THEODOR KRAMER PREIS 2017

Di, 12.09.2017, 19.30 Uhr

Genre: Preisverleihung: Lesungen & Gespräch

Veranstalter: Theodor Kramer Gesellschaft, Verein Literaturhaus

Eintritt: € 8/6/4

Nahid Bagheri-Goldschmied
© TKG
Renate Welsh-Rabady © TKG

Der mit 8.000 Euro dotierte 17. Theodor Kramer Preis für Schreiben im Widerstand und Exil wird heuer an Nahid Bagheri-Goldschmied und Renate Welsh-Rabady verliehen. Laudatio: Vladimir Vertlib, Moderation: Konstantin Kaiser und Karl Müller.

Nahid Bagheri-Goldschmied tritt in ihrer Lyrik unablässig ein für die missachteten Rechte der Frauen und gegen die Grausamkeit eines religiös verbrämten tyrannischen Regimes. „Viele ihrer Gedichte zeugen aber auch von einem klaren Bewusstsein der österreichischen Verhältnisse, setzen sich mit verdecktem und offenem Antisemitismus, mit Geschichtsverleugnung auseinander“, heißt es in der Jurybegründung.

Die österreichische Schriftstellerin Renate Welsh erhält den Kramer-Preis 2017 für ihr vielfältiges Gesamtwerk. Im Zentrum stehen dabei oft Jugendliche, Frauen, Außenseiter und Ohnmächtige einer Gesellschaft. „Renate Welshs Texte, gespeist aus einem tiefen und differenzierten Wissen um den beklemmenden Geschichtsprozess, sind ein seit Jahrzehnten unablässig formuliertes Plädoyer für Achtung, Respekt, Gerechtigkeit, für ein besseres Leben“ würdigt die Jury.

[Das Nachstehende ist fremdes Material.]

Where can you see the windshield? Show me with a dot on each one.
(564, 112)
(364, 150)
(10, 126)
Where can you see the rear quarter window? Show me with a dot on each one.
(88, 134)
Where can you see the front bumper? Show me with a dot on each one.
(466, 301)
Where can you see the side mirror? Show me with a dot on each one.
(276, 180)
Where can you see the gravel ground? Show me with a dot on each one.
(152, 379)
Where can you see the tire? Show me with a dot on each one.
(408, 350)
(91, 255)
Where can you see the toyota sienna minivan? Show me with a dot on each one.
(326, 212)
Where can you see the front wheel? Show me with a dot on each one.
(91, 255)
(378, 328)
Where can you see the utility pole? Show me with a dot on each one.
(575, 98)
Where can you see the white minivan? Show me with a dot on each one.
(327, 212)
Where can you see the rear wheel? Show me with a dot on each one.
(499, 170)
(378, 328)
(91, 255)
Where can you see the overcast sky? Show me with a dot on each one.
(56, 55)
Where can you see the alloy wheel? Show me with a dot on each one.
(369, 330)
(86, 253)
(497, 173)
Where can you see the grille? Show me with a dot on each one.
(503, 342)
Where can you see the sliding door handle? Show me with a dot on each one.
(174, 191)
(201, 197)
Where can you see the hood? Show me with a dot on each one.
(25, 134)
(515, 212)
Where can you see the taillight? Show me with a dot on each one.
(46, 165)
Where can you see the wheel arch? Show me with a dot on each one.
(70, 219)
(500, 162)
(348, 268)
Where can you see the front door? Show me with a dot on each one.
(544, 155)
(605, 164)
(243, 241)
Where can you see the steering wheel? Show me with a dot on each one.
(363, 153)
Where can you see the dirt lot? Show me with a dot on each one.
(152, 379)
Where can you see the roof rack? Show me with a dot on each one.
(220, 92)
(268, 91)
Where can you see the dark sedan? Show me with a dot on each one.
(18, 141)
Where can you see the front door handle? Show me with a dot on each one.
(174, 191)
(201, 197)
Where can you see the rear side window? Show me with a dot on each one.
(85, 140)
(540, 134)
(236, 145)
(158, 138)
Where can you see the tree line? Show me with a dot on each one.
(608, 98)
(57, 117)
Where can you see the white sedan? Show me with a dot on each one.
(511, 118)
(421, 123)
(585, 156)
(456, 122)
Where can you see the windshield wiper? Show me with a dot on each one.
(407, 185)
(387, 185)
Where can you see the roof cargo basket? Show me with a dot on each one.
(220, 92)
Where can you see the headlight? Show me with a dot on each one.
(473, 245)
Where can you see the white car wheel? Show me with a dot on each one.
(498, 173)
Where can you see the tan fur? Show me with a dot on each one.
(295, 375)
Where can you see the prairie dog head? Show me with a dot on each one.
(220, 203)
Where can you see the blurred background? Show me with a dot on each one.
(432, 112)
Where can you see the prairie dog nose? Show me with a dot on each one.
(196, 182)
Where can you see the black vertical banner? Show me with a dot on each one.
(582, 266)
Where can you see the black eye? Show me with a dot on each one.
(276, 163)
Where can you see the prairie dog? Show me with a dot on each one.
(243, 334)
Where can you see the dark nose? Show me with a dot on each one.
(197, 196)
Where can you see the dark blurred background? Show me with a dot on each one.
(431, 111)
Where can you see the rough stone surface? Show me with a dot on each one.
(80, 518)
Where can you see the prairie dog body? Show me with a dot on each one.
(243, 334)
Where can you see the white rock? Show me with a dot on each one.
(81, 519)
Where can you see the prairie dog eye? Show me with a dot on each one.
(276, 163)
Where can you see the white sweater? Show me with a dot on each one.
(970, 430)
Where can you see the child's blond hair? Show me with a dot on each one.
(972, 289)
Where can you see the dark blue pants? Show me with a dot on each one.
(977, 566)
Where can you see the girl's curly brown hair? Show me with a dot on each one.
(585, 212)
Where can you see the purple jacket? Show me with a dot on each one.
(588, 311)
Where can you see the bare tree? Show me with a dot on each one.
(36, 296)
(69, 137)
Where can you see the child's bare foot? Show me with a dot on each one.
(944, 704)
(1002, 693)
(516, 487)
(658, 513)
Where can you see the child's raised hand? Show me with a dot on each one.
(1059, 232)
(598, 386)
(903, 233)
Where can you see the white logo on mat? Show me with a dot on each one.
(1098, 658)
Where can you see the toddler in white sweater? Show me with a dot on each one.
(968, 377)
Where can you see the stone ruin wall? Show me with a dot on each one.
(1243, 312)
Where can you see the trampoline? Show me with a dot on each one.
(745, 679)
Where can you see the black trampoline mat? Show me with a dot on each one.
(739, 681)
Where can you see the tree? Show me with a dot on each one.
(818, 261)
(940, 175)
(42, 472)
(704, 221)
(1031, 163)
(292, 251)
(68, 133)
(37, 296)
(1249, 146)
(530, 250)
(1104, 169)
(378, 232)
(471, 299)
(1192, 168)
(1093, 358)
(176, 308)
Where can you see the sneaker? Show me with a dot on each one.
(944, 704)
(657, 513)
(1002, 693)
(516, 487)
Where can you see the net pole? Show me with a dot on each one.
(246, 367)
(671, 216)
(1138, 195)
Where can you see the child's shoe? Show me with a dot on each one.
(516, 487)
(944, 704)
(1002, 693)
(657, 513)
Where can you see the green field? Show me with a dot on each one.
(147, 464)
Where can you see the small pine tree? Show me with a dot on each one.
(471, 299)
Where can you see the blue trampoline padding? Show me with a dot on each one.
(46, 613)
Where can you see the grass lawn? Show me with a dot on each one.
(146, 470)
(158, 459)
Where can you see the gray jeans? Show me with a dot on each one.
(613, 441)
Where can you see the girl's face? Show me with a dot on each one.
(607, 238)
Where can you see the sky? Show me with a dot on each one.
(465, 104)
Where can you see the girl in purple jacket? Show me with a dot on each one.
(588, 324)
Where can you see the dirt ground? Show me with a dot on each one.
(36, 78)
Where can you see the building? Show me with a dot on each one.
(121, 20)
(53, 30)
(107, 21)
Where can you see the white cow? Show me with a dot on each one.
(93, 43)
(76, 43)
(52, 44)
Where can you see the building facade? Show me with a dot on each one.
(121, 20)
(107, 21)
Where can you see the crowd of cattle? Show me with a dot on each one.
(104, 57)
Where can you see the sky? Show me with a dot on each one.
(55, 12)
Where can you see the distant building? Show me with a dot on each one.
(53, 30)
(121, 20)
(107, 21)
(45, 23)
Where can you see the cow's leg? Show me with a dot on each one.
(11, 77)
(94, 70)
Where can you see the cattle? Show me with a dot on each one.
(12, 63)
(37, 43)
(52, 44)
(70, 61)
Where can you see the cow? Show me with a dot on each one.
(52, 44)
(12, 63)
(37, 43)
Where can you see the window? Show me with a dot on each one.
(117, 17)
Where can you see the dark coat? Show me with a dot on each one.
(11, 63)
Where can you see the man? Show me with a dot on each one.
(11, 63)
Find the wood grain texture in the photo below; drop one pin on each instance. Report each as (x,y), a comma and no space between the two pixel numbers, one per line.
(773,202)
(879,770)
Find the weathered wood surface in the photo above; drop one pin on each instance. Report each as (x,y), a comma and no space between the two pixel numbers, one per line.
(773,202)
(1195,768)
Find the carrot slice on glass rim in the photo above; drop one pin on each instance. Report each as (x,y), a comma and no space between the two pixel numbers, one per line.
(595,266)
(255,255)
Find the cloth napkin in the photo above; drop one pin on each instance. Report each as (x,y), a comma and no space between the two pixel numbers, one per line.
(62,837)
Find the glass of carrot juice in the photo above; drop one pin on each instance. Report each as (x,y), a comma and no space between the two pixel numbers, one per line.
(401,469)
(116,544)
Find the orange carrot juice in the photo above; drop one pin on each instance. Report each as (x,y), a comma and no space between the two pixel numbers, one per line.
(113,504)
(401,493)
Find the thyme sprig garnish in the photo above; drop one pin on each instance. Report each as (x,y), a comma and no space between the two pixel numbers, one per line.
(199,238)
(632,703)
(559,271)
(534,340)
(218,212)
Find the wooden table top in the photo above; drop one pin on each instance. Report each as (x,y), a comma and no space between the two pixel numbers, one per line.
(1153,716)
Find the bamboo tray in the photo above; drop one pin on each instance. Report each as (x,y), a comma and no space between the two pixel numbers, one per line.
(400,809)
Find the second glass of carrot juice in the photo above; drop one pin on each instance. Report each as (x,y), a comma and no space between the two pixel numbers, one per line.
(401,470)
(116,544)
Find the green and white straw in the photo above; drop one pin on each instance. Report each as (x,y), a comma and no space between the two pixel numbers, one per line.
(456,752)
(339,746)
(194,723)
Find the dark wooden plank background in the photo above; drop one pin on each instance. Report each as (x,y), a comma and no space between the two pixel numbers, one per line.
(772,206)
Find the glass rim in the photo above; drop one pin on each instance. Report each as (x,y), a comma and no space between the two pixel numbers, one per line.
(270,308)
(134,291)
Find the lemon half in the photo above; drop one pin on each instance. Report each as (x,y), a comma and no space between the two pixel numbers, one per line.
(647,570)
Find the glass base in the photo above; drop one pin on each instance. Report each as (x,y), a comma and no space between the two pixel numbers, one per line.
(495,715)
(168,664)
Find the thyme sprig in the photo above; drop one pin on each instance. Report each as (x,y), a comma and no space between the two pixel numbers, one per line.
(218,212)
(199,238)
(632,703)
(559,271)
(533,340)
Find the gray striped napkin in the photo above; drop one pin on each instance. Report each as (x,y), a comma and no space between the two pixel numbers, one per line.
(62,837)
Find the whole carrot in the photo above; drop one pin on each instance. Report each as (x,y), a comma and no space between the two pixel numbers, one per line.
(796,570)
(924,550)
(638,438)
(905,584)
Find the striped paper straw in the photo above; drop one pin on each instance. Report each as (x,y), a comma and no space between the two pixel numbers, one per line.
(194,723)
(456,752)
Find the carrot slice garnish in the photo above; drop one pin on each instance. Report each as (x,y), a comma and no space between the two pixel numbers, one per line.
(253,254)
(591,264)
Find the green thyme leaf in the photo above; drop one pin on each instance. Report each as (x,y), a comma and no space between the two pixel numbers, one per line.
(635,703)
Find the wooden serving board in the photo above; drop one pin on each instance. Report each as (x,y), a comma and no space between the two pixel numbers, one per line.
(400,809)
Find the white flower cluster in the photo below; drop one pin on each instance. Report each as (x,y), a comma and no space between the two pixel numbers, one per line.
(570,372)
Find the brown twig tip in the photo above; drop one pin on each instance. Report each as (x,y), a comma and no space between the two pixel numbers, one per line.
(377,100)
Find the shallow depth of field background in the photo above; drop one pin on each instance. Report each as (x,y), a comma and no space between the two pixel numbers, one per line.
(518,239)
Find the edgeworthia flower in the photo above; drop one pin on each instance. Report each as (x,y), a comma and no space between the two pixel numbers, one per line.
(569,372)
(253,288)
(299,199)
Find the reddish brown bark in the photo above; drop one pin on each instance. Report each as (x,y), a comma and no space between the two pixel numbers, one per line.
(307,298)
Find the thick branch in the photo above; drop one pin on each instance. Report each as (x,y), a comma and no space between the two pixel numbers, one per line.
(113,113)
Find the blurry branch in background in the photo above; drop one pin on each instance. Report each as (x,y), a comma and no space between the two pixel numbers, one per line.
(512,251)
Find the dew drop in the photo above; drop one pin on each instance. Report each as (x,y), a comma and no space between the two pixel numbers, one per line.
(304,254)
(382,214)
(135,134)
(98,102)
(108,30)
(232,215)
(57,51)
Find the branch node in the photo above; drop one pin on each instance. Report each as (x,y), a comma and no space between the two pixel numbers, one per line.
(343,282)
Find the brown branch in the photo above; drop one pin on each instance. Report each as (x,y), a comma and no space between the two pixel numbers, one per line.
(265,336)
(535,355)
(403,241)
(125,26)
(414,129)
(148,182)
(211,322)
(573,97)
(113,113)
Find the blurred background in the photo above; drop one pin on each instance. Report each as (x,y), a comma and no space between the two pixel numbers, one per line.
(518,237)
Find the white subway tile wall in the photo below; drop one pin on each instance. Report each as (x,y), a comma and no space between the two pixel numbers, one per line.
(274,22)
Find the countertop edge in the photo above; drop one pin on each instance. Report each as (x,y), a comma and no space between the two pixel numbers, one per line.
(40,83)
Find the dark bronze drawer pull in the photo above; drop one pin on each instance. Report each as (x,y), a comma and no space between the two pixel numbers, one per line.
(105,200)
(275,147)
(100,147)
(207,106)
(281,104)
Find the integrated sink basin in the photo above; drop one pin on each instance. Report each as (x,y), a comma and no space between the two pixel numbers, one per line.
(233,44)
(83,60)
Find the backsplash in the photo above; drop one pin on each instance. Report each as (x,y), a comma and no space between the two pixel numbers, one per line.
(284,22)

Nahid Bagheri-Goldschmied, geboren 1957 in Teheran, lebt als Lyrikerin, Prosaistin, literarische Übersetzerin, Herausgeberin und Journalistin in Wien. Gründerin und Vorsitzende des Iranischen Kulturvereins im Exil „Marzpeyma“ (Grenzgänger).

Renate Welsh-Rabady, geboren 1937 in Wien, wo sie als Übersetzerin und Autorin vielfach ausgezeichneter Kinder- und Jugendbücher lebt. Schreibt Romane, Hörspiele etc., leitet Schreibwerkstätten und ist seit 2006 Präsidentin der IG Autorinnen Autoren.